# Provable Optimization with Microsoft Z3

A few months ago, some coworkers sent around a Ruby challenge. It appears simple, but we can sometimes learn a lot from simple problems.

Write a Ruby program that determines the smallest three digit number such that when said number is divided by the sum of its digits the answer is 20.

In case that’s not clear, let’s pick a number, say, 123. The sum of the digits of 123 is 6, and 123/6 = 20.5, so 123 is not a solution. What is?

Here’s some Ruby code I wrote to solve it:

```
def digitSum(num, base = 10)
num.to_s(base).split(//).inject {|z, x| z + x.to_i(base)}
end
def solution
(100..999).step(20).reject {|n| n / digitSum(n) != 20 }.first
end
puts solution
```

Problem solved, right?

Well, no. For starters, it doesn’t even execute. There’s a really subtle type error in this code. You probably have to be fairly good with Ruby to figure out why without actually running it. Even when fixed, the cognitive overhead for understanding the code to even a simple problem is very high! It doesn’t look like the problem specification at all.

Does this version, when the bug is fixed, actually produce a correct answer to the problem? Does it even produce an incorrect solution? It’s not quite clear.

So maybe my solution isn’t so good. But one of my colleagues had an interesting solution:

```
def the_solution
180
end
```

Well, that looks really, really efficient, and it typechecks. But is it the correct answer? Will you know, six months down the road, what question it’s even trying to answer? Tests would help, but the word “smallest” in the problem turns out to be tricky to test well. Do you want methods like this in code you maintain?

## The Best of Both Worlds

Is there a solution which is as efficient as just returning 180 but which also proves that 180 is, in fact, the correct solution to the problem? Let’s encode the specification for the problem in a pure specification language, SMT-LIB:

```
(define-fun matches-problem ((n Int)) Bool
(and
(>= n 100)
(< n 1000) ; three digits
(= 20.0 (/ n (digit-sum n)))))
```

Z3/SMT-LIB doesn’t ship with a `digit-sum`

function, so I had to write that. You can find that code in the full solution, below.

That’s most of the problem, but not quite all. We also have to show that this is the smallest solution. So let’s also `assert`

that there exists a “smallest” solution, which means that any other solution is larger:

```
(declare-const num Int)
(assert
(and
(matches-problem num) ; "num" is a solution
(forall ((other Int))
(implies (matches-problem other) (>= other num))) ; any "other" solution is larger
))
```

Now let’s ask Z3 if this specification even makes sense, and if it could be reduced into something more efficient:

```
(check-sat)
(get-model)
```

And Z3 replies…

```
sat
(model
(define-fun num () Int
180)
)
```

A round of applause for the theorem prover, please! To see the full solution, try it yourself without installing anything.

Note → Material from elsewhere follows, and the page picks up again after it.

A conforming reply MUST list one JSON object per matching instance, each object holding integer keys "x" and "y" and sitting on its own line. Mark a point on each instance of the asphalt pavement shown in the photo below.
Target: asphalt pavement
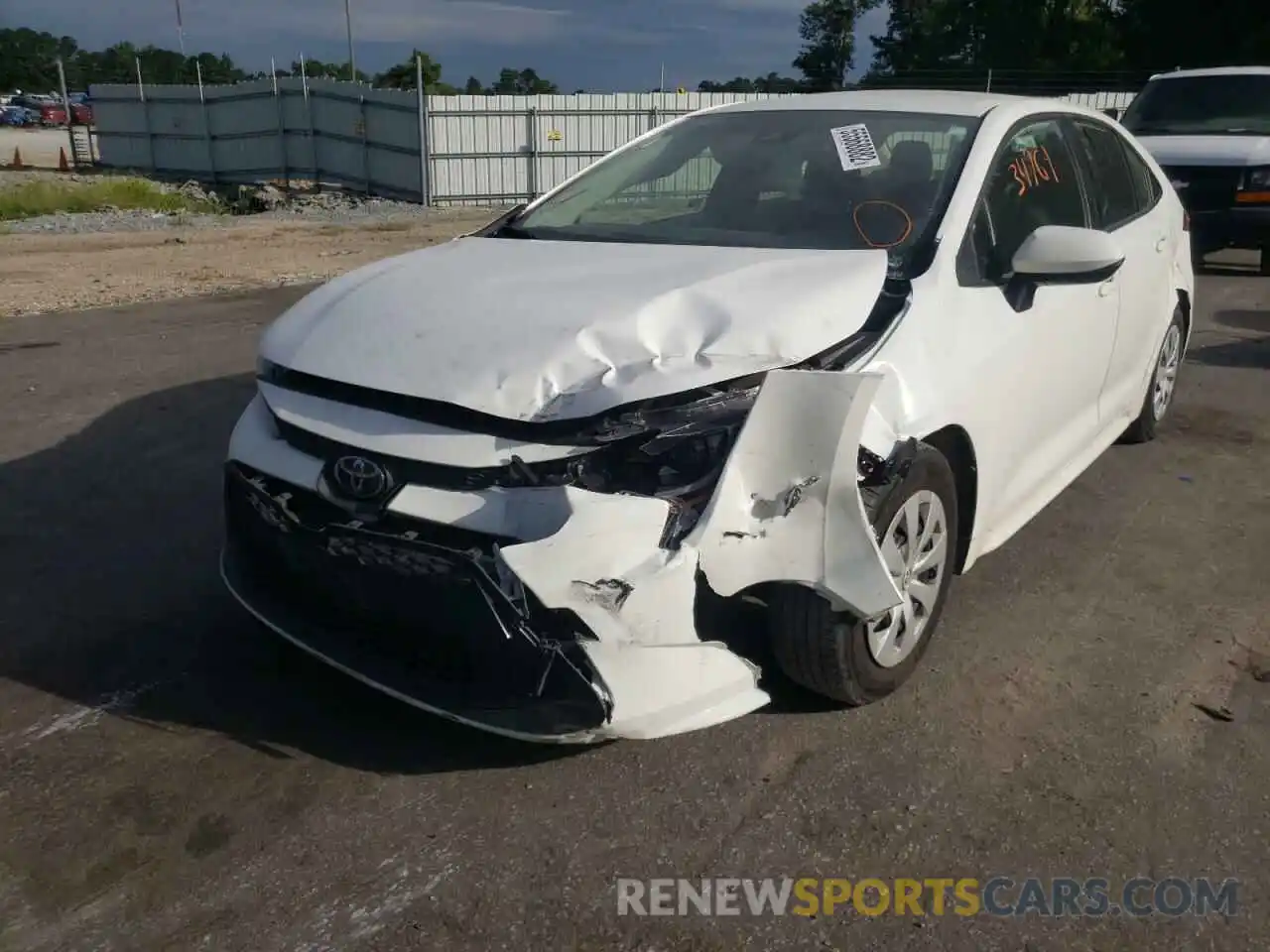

One interesting point here: The output language is SMT-LIB, just like the input language. The “compile” transforms a provably consistent and more obviously correct specification into an more efficient representation of the answer in the same language as the input. This is especially useful for problems which do not have a single answer. Z3 can return a function matching a specification as easily as it can return an integer.

What does it mean when I ask “if this specification even makes sense?” Well, let’s say I don’t like the number 180. I can exclude it with an additional `assert`

:

`(assert (> num 180))`

This time, when I check-sat, Z3 replies unsat, meaning the model is not satisfiable, which means there’s definitely no solution. So 180 is not only the smallest solution to the original problem, it turns out to be the unique solution.

Formal methods can show that your problem specifications are consistent and that your implementation is correct, and they can also guarantee that “extreme” optimizations are correct. This turns out to be really useful in real-world problems.